Je coince mon portable entre mon oreille et mon épaule et regarde le bloc de pierre qui se trouve au milieu de l'atelier. Deux loyers. Je pourrais continuer ma sculpture et espérer qu'elle soit prête à temps pour l'exposer dans la galerie de Mika. C'est ma seule opportunité du moment pour vendre une de mes pièces. Je pourrais peut-être vivre deux, trois voire six mois tranquillement.

- Bon, envoie ton site, je vais y réfléchir, je conclus.

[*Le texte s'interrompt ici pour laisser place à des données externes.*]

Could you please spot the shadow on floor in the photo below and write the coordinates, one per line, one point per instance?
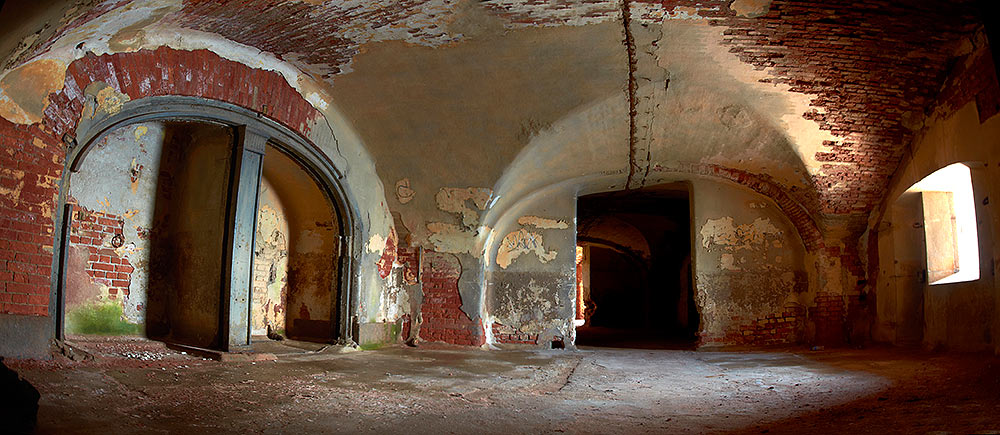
(590, 336)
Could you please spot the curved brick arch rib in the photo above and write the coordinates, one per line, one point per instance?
(804, 223)
(200, 85)
(165, 71)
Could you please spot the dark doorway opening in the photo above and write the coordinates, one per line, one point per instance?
(634, 269)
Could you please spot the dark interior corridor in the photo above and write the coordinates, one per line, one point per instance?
(637, 257)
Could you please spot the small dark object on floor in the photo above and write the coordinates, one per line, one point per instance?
(18, 403)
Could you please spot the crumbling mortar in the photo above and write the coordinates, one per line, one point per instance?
(629, 43)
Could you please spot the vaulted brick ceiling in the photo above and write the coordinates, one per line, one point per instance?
(870, 68)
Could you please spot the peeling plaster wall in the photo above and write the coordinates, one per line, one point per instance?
(419, 100)
(120, 178)
(311, 249)
(962, 128)
(139, 27)
(270, 281)
(534, 293)
(749, 265)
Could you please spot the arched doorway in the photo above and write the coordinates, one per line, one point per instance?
(634, 271)
(201, 222)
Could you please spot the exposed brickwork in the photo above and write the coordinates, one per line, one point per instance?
(165, 71)
(507, 335)
(31, 164)
(86, 11)
(384, 263)
(97, 232)
(443, 318)
(409, 258)
(764, 185)
(869, 65)
(778, 328)
(320, 38)
(32, 157)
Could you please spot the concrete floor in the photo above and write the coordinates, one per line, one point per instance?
(138, 386)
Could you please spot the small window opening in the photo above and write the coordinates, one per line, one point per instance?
(950, 233)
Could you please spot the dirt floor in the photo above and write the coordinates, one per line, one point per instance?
(139, 386)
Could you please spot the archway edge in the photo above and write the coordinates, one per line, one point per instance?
(299, 148)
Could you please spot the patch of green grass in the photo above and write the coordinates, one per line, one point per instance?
(101, 319)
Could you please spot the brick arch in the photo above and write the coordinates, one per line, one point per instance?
(166, 71)
(797, 214)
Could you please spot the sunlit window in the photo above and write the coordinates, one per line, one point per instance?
(949, 225)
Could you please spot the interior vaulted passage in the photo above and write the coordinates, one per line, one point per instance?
(231, 236)
(507, 216)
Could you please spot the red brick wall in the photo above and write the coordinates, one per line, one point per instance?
(774, 329)
(96, 230)
(829, 316)
(507, 335)
(443, 318)
(32, 157)
(165, 71)
(31, 164)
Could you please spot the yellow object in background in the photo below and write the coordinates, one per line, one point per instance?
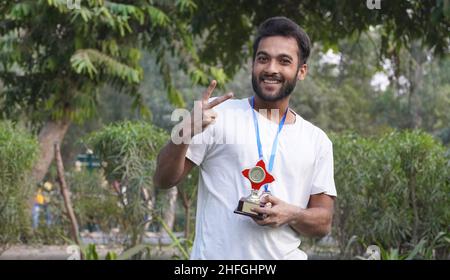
(39, 199)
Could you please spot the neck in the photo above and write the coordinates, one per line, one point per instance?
(267, 106)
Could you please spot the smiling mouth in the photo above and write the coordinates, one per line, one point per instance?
(271, 81)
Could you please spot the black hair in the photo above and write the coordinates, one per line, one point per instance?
(282, 26)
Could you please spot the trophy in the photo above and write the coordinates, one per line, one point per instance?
(258, 176)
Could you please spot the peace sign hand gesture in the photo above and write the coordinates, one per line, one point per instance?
(202, 114)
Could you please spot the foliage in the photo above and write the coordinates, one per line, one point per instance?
(128, 151)
(231, 23)
(18, 151)
(94, 201)
(393, 190)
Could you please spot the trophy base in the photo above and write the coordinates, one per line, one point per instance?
(244, 207)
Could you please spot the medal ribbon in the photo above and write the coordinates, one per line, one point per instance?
(275, 140)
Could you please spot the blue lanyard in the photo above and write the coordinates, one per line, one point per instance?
(275, 141)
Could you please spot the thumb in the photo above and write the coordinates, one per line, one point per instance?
(270, 198)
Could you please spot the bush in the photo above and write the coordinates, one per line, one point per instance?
(94, 202)
(129, 151)
(18, 152)
(393, 191)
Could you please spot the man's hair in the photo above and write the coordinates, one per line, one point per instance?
(282, 26)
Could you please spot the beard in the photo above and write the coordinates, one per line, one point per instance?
(287, 86)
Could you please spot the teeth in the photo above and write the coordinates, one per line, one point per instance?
(271, 81)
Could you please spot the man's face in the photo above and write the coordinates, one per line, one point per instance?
(276, 68)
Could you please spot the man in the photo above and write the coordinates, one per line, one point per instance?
(298, 154)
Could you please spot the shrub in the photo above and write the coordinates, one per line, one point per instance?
(129, 151)
(18, 152)
(392, 190)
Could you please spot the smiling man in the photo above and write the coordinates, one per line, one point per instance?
(297, 155)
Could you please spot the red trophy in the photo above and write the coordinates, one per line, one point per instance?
(258, 176)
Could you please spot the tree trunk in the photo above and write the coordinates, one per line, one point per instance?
(66, 196)
(53, 131)
(169, 214)
(187, 214)
(150, 203)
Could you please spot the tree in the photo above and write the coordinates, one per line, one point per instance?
(55, 59)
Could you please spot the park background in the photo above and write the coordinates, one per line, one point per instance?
(100, 80)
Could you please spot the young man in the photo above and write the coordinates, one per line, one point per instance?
(297, 154)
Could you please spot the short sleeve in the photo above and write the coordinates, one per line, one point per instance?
(323, 176)
(199, 146)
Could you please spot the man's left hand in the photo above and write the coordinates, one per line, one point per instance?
(278, 214)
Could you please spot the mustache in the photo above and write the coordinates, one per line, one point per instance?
(276, 77)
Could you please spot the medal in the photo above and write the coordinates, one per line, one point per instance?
(258, 176)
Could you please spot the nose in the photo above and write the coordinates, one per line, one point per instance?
(271, 68)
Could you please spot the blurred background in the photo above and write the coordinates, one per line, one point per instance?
(87, 89)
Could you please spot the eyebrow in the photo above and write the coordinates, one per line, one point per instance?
(281, 55)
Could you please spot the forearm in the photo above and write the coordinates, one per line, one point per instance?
(170, 165)
(311, 222)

- Si tu le fais, dis-moi quel soir que je puisse me libérer et venir te secourir à tout moment.

- C'est ça.

Je raccroche et laisse tomber mon téléphone dans la poche de ma blouse blanche. Comment j'ai fait ? J'ai vécu une vie de rêve pendant mes études, ma grand-mère a accepté de m'aider financièrement pendant cinq ans mais après, j'ai tellement couru après mon indépendance que ça va faire cinq ans que j'enchaîne les petits boulots pour payer mon loyer et mes sculptures. Surtout mes sculptures.

Mon portable vibre et je choisis de laisser le message en suspens. Je n'ai pas besoin de m'inscrire aujourd'hui sur son site. Je peux encore réfléchir, avoir une idée lumineuse ou trouver une alternative.

- Alors, cette sculpture ? J'aime bien.

Mika arrive par la porte vitrée. Son atelier est une bénédiction des dieux. Situé dans l'arrière du bâtiment de sa galerie dans le quartier de SoHo, je sens que si j'ai une opportunité de vendre à un prix fort, c'est ici.

Je le laisse faire le tour de la statue en marbre pendant que je range le matériel. Pourquoi est-ce que j'en mets partout à chaque fois ? Entre le burin, le maillet, la pointerolle et toute la poussière accumulée en une session de taillage, j'arrive à me perdre.

- Ça change, j'ai bon espoir de la vendre.

- Je vais aller déposer un cierge et prier tous les dieux alors.